"Premature optimisation is the root of all evil." -- Donald Knuth

Knuth's famous quotation applies to many of these constructs. Especially as readability is often never included in such benchmarks :). I was glad to see your warning at the top of the quiz but I thought I'd add my own.

Question 9-10 in particular can be very misleading; especially given that you don't show your method. As it's showing a counting loop, instead of an array iteration loop, it could easily trap the unwary. See Efficient Looping Constructs for some good discussion on this.

I'm also a little inclined to question your methodology. Are you using subs with lexicals to make sure they don't have any interaction with each other? I'm not saying you're doing anything wrong, just some of these results suprised me and don't compare with my benchmarks. This could just be differences in our approach and choice of test strings.

As a side note, consider for ($i=1; $i < $n+1; $i++). You're doing an extra assignment in there every loop. That slows it down considerably for ($i=1; $i <= $n; $i++) is quite a bit faster (and clearer IMO, though not as clear as Perl-ish for). Seeing a foreach along the lines of for my $i (1..$n) might have been nice too, and the results might suprise you :).

Counting loops have already been covered, but I can't seem to find a good node comparing C style for(;;) loops against Perl style foreach when iterating over lists/arrays (probably their most common usage). So read on if you want a quick benchmark.

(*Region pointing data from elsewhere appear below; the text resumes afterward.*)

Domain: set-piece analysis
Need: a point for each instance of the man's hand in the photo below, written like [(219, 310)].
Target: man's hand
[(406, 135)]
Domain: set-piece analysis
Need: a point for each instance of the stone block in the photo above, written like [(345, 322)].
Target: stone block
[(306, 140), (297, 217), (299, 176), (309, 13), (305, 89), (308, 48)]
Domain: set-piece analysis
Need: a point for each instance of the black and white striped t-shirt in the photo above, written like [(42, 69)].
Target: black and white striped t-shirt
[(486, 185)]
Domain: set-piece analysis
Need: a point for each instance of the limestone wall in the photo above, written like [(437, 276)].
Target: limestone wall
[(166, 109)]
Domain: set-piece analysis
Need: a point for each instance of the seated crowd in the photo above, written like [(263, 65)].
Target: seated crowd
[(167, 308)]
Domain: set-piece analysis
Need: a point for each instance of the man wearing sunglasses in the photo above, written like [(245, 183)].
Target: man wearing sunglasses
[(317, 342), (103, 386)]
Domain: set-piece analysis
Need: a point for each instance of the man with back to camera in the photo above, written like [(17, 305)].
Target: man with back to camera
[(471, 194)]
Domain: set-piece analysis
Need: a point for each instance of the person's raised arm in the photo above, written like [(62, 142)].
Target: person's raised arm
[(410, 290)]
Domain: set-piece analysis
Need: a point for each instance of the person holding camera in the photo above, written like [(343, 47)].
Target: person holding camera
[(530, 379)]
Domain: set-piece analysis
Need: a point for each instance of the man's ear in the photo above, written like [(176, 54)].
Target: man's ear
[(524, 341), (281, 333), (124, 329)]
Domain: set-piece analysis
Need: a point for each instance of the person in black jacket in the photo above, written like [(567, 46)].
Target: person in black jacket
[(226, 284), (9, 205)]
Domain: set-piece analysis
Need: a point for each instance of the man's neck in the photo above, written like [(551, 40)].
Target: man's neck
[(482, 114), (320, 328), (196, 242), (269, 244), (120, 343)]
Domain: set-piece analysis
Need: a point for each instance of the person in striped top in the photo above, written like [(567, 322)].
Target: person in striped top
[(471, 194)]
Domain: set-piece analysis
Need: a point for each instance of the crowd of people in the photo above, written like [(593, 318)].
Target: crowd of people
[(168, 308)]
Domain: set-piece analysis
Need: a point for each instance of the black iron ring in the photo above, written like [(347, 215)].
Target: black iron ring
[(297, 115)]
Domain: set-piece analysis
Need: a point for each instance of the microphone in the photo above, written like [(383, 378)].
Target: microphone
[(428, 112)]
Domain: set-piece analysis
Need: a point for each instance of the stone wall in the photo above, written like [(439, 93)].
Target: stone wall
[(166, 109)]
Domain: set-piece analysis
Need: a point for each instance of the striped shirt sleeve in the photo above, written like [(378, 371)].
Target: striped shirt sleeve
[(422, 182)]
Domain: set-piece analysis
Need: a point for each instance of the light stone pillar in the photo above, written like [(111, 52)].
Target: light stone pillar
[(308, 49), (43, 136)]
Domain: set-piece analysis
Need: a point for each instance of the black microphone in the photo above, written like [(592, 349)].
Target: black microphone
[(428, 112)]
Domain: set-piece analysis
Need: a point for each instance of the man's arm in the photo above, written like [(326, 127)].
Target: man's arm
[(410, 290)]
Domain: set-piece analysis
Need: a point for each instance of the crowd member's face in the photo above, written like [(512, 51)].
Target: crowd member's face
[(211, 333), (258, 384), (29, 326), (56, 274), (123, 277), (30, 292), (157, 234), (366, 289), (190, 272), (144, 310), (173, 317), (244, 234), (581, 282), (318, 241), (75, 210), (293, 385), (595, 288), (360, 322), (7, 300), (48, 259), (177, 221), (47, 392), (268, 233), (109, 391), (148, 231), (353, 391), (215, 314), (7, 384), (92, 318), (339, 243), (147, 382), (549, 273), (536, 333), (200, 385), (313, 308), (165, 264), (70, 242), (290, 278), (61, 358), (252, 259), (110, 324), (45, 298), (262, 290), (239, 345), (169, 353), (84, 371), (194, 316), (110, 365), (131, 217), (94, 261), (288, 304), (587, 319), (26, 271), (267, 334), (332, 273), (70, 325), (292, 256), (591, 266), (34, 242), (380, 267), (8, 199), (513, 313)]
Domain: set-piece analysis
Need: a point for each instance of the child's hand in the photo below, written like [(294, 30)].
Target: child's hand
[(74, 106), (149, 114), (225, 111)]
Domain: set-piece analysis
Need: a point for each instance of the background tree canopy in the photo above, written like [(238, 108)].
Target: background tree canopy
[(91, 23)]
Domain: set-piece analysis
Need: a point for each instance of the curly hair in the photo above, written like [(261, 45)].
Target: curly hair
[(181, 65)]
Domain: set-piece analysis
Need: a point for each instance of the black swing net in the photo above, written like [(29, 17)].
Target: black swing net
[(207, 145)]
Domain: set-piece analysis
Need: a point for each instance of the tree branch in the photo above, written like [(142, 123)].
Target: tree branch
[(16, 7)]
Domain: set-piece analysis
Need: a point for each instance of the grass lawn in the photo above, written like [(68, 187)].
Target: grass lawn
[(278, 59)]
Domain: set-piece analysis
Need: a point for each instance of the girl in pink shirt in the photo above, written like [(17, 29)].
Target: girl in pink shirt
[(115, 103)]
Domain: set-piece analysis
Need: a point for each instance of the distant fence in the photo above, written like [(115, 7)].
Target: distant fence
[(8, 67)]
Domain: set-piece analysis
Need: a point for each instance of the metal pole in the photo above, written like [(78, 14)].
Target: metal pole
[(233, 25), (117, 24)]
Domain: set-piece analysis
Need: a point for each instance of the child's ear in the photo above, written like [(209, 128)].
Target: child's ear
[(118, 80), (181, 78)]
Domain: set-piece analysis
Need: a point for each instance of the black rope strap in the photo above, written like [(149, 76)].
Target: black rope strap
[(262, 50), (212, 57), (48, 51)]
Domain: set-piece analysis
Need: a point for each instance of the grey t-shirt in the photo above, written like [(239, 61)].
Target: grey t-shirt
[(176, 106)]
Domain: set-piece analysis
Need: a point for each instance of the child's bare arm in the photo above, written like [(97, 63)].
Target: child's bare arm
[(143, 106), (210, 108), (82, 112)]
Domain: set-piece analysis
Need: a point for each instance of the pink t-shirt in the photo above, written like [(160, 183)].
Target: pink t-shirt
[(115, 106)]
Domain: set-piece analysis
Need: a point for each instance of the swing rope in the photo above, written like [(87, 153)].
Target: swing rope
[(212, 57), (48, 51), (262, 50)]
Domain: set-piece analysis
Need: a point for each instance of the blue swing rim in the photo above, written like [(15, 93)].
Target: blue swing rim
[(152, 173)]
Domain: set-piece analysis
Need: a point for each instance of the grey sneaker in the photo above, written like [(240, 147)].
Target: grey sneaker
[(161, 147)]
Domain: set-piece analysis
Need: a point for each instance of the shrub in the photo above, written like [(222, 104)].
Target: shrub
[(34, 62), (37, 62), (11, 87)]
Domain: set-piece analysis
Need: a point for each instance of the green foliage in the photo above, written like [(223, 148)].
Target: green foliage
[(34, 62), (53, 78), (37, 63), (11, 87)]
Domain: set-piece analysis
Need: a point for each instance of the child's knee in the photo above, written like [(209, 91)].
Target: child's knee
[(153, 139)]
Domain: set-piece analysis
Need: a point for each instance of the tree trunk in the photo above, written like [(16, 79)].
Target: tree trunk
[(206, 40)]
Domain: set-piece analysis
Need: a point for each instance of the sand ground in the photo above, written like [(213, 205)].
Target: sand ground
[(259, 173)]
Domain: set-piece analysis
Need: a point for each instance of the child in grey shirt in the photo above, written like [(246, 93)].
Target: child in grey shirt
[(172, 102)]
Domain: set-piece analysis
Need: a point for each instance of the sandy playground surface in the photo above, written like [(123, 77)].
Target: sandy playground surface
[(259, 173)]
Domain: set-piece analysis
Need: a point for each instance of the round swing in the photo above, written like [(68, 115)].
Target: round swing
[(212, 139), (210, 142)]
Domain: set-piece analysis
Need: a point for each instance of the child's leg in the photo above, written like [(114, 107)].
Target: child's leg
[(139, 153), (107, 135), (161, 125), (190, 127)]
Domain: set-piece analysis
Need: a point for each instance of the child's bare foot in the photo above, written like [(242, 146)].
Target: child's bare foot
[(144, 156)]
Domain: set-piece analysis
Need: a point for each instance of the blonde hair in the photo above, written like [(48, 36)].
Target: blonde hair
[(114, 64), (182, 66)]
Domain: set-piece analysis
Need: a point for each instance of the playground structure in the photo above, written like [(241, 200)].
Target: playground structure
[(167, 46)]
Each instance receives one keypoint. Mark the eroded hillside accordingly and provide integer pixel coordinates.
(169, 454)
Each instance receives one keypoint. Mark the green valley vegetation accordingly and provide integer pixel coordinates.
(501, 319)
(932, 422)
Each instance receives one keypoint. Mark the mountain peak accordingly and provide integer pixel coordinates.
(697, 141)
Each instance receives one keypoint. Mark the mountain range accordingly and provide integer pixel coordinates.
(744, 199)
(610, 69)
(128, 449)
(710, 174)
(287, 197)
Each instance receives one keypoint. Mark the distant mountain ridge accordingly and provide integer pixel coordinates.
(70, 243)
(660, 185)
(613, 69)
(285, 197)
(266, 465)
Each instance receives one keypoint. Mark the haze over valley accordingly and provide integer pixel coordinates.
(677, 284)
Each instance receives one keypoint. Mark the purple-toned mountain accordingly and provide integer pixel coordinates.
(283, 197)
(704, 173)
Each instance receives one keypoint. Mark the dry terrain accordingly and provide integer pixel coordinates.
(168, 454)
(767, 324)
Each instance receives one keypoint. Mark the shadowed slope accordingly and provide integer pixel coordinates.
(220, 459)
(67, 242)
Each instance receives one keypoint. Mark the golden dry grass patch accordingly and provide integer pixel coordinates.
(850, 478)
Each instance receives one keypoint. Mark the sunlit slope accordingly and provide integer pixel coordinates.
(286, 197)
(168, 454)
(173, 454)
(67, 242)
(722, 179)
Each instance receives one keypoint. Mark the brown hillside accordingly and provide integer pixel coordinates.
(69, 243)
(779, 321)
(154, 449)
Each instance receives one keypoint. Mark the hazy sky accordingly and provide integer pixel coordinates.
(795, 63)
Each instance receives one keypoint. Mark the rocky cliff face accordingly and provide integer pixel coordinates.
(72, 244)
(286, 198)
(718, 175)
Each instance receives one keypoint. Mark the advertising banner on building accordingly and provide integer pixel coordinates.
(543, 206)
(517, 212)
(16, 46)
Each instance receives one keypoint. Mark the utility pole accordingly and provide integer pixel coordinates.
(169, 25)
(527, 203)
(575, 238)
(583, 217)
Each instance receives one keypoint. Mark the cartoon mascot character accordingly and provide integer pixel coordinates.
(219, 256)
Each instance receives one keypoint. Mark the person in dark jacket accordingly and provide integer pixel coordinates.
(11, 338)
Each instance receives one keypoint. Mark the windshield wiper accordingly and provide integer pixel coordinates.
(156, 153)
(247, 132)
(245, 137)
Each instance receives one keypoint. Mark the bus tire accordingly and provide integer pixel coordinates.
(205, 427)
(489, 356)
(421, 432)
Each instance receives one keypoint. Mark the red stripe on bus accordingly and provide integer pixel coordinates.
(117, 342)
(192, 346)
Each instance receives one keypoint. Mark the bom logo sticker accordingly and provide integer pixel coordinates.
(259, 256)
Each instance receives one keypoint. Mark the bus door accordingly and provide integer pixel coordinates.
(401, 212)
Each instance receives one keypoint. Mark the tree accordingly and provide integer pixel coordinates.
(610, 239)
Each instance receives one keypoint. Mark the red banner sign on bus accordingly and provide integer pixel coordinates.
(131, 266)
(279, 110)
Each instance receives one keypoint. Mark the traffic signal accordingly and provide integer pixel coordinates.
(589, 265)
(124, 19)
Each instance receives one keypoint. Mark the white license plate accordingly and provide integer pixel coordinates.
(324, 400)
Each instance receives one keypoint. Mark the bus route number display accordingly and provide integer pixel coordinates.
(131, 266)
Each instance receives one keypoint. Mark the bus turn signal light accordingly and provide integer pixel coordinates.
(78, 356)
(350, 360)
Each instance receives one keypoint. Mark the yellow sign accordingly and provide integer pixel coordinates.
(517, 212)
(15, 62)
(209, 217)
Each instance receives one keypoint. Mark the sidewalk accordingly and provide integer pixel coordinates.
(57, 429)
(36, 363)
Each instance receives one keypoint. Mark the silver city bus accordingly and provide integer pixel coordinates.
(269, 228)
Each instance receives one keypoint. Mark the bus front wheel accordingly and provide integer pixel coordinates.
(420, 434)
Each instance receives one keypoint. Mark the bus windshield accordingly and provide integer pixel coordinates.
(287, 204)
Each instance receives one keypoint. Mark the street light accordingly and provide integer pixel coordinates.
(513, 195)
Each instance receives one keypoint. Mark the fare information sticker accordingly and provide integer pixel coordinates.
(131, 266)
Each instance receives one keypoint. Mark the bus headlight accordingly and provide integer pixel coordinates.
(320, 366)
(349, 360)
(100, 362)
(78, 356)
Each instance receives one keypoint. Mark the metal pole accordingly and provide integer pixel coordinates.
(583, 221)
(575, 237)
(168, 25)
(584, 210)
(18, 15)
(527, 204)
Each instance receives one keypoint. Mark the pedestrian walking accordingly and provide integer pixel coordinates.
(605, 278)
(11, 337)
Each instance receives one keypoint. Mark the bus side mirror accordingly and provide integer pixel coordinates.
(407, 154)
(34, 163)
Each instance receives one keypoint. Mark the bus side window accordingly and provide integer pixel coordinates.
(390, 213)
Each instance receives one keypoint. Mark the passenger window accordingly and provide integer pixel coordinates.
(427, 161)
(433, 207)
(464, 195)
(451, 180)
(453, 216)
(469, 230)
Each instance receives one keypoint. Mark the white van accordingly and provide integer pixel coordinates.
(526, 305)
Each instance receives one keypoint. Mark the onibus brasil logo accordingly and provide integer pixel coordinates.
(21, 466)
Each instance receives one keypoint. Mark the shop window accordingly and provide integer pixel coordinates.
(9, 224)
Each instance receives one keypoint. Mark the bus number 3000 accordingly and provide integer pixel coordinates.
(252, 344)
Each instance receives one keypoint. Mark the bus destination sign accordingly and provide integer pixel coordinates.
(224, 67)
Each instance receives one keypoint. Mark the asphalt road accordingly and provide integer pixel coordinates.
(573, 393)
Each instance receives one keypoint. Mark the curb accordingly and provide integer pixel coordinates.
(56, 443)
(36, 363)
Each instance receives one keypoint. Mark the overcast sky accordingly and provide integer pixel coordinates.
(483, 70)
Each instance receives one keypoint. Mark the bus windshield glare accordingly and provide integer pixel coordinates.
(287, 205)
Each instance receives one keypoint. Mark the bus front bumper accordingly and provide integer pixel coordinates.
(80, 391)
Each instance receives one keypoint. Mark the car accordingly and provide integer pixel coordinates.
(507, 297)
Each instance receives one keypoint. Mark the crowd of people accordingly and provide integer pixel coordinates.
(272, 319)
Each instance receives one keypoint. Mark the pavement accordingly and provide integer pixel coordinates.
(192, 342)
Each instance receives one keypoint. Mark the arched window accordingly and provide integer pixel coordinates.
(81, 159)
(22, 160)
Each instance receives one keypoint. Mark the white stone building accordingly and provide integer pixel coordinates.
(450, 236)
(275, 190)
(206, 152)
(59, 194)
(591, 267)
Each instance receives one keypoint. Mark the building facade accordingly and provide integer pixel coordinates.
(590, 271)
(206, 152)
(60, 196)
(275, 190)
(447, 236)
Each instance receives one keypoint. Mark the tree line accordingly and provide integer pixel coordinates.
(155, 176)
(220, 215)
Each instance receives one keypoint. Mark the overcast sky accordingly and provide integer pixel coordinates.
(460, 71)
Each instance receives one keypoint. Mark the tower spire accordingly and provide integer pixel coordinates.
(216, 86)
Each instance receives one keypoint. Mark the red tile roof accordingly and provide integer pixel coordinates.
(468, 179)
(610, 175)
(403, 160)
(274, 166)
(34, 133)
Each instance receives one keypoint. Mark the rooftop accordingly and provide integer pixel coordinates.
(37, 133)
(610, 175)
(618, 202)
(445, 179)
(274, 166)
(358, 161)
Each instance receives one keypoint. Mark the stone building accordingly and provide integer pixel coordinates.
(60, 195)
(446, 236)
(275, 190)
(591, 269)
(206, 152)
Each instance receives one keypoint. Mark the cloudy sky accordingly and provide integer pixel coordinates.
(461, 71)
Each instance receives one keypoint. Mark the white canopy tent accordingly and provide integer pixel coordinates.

I'm not sure how much, if any, good the inital mem grab does. I thought I detected a difference in the speed the first test ran at higher numbers (and therefore less iterations) but I could be wrong. If a more senior monk could advise on whether my thinking is faulty in this, it would be appreciated.

#!/usr/bin/perl -w use strict; use Benchmark qw(cmpthese); # Yes I do want it to be 5000 if $ARGV[0] is 0 ;) my $n = $ARGV[0] || 5000; # Grab a chunk of memory and give it to perl. my @array = (1..50000); undef @array; cmpthese(-10, { a => "&a($n)", b => "&b($n)", c => "&c($n)", d => "&d($n)", }); sub a { my @a = (1..shift); my $m; for ( @a ) { $m = $_; }; } sub b { my @a = (1..shift); my $m; for my $i ( @a ){ $m = $i }; } sub c { my @a = (1..shift); my $m; $m = $_ for ( @a ); } sub d { my @a = (1..shift); my $m; for (my $i=0; $i <= $#a; $i++) { $m = $a[$i]; }; }

I leave the running of this as an exercise to the reader. Note that -10 in cmpthese() means that each sub will run aproximately 10CPU seconds. To learn how to benchmark your own code, visit turnstep's excellent tutorial

Update: Yes I know I could have just passed a copy of an array, but it's throw away code and copy->paste had already worked it's magic ;).